Hammack was brought in and questioned, but Jim had to release him, and warned me that the musician was threatening to press breaking and entering charges against me.
At least one piece of bright news. Garrett is much better, and the doctors feel sure that he'll pull through. Whether it's the lack of sleep or my concern for Garrett, encouraged by the improvement, I disregarded Jim's admonitions, and went ahead and leaned on Hammack again.
This time, tried the carrot instead of the stick, saying that if he came to my hotel, I could give him $25,000 and a promise of immunity. With this new ingredient in the mix, went back to Alita, and mentioned Hammack's arrest and the fact he was still under investigation.
She didn't bat an eyelash. Floundering, I played what has to be my last card, and got her to come over to the hotel and listen in to my conversation with Hammack.

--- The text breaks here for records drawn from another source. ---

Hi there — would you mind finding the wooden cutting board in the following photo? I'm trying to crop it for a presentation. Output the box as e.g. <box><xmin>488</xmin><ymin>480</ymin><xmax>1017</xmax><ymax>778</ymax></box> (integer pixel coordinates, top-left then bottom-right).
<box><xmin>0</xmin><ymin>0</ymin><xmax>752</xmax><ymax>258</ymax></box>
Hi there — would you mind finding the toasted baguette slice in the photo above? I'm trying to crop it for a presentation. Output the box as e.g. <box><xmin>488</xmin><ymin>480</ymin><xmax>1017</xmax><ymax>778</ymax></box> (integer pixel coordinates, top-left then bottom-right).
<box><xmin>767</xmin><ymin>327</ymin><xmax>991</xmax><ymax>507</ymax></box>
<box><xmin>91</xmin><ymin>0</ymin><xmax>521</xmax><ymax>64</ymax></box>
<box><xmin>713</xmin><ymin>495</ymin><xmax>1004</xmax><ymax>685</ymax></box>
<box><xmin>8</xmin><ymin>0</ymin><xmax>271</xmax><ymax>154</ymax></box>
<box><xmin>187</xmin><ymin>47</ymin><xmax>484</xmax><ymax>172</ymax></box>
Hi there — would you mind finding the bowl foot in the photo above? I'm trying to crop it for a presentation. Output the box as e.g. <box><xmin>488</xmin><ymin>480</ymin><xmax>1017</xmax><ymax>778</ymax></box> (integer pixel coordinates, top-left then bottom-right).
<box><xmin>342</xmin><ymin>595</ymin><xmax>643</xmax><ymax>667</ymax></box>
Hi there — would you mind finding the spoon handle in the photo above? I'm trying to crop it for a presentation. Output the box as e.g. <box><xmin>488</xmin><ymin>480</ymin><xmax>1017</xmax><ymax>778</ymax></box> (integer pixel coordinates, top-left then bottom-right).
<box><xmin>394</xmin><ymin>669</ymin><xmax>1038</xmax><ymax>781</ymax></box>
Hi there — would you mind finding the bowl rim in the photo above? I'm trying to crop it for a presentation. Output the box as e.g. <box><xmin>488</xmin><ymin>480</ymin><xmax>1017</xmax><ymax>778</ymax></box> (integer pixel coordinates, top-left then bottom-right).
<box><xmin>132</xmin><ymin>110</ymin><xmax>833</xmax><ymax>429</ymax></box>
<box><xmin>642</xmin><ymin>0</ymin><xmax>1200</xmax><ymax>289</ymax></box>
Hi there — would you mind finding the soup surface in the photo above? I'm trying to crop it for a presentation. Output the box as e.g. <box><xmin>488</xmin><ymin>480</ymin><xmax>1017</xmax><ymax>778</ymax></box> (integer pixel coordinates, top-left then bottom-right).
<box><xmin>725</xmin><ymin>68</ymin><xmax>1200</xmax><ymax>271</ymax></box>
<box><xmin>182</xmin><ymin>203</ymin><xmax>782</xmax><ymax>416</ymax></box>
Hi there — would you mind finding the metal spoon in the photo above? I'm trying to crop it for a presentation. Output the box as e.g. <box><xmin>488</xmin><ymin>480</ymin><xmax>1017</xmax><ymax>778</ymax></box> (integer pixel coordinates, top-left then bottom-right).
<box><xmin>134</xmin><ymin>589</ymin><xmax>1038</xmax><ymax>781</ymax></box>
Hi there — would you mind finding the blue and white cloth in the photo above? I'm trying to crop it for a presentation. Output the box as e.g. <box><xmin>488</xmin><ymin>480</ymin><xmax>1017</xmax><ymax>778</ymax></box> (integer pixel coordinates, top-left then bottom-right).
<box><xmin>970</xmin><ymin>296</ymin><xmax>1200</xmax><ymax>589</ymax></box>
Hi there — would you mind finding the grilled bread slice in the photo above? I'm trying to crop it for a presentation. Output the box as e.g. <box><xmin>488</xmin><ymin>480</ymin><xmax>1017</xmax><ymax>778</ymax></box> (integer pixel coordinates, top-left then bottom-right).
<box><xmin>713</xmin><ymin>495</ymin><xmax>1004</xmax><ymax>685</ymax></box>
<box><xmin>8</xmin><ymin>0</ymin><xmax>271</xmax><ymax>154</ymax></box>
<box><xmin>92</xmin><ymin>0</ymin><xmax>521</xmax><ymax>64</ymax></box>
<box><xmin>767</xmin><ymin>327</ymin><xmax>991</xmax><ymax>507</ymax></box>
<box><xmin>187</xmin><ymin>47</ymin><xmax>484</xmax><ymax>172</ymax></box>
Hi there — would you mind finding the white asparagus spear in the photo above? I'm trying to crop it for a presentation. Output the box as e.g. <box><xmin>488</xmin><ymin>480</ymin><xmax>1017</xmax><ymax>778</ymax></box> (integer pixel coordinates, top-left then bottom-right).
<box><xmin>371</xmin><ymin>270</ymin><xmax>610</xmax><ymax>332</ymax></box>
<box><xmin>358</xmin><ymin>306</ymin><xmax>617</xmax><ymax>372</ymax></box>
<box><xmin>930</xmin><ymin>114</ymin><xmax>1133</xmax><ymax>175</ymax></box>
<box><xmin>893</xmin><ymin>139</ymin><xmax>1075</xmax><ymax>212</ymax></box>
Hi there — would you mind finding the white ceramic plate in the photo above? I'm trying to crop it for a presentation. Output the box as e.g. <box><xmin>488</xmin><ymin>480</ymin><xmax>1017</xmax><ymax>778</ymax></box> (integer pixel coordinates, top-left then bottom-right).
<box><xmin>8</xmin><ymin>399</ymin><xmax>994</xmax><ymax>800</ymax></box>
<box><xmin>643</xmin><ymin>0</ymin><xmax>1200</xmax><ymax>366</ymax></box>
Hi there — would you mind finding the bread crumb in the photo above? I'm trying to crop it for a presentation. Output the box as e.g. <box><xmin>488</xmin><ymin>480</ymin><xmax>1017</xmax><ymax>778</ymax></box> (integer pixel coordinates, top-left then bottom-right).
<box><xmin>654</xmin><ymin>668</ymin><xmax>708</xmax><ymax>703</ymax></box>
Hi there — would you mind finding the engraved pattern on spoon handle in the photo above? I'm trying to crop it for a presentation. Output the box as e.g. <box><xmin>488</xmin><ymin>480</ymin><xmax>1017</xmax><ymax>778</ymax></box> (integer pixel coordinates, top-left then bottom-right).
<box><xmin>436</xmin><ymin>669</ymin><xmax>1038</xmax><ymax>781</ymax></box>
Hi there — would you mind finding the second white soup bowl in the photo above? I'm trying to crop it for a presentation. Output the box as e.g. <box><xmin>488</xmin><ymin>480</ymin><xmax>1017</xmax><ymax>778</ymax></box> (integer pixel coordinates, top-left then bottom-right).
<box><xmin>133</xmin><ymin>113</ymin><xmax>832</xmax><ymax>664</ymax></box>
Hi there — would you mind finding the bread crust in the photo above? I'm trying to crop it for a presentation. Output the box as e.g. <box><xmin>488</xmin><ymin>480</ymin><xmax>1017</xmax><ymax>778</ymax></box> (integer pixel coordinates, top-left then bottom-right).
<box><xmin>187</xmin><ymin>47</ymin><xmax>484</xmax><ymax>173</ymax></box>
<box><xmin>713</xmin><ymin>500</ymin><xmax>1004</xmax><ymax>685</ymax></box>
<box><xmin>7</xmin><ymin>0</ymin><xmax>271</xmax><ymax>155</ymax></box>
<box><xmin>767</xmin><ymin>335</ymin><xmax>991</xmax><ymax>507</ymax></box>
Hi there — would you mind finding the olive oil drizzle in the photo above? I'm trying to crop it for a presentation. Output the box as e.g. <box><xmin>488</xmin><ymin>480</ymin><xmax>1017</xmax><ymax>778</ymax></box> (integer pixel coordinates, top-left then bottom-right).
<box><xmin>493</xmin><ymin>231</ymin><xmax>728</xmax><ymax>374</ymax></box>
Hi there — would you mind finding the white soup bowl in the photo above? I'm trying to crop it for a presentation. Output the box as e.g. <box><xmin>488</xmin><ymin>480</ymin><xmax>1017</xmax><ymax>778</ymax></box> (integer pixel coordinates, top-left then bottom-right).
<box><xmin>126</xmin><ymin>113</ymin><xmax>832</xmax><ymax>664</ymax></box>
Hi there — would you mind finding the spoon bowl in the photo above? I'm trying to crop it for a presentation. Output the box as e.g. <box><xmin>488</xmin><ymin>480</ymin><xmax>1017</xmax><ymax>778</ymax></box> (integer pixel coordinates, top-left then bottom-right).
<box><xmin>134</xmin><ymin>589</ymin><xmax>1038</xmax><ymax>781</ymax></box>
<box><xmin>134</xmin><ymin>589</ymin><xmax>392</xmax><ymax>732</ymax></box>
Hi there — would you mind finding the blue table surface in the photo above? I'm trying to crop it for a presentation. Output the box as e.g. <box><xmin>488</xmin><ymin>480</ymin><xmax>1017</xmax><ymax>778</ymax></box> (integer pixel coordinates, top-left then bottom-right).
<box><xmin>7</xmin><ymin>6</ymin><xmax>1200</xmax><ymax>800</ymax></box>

Though he appeared to show interest for a split second in the money and immunity for declaring he was alone in the plane that flew to Diamond Lake, Hammock didn't really nibble the carrot, and said that he had no need of immunity because he had no part in the murders.
He denied knowing Alita, but said that, from what he'd seen of her in the papers, she wouldn't be his type - even called her “that Greenley thing.”
Referring to the blonde who was with him when the police raided the house in the morning, Hammack stated she was the kind of girl he liked.
Cool as a cucumber, he departed then, and Alita came out of the bedroom splashing me with the drink I'd given her. May have stirred something up, but not enough.
en route to Italy
Friday, February 11
Jim promised to reopen the case if there was any new evidence, and figured that's all I could expect. With Garrett out of danger, decided to go back to meet Kate in Sicily.
Seeing this once blooming and active man bandaged and crumpled in a hospital bed was disheartening, but hearing Garrett say that he couldn't live with the idea everyone thought him a murderer was worse.
Not having broken the case, I hadn't helped him at all, but before leaving the hospital, tried to explain, best I could, that one could learn to live with anything if one tried.
Then came the zinger phone call from Jim as I was about to board the plane. Hammack had been stabbed to death, and there was a warrant out for Alita. I only hope that this will be the solution to Garrett's psychological if not physical problems.
Saturday, February 12
One last toast to my good friends in Vabocelli, and Katie and I flew to Switzerland where we got news that Pete and Clive were second and third on the Madeira grid.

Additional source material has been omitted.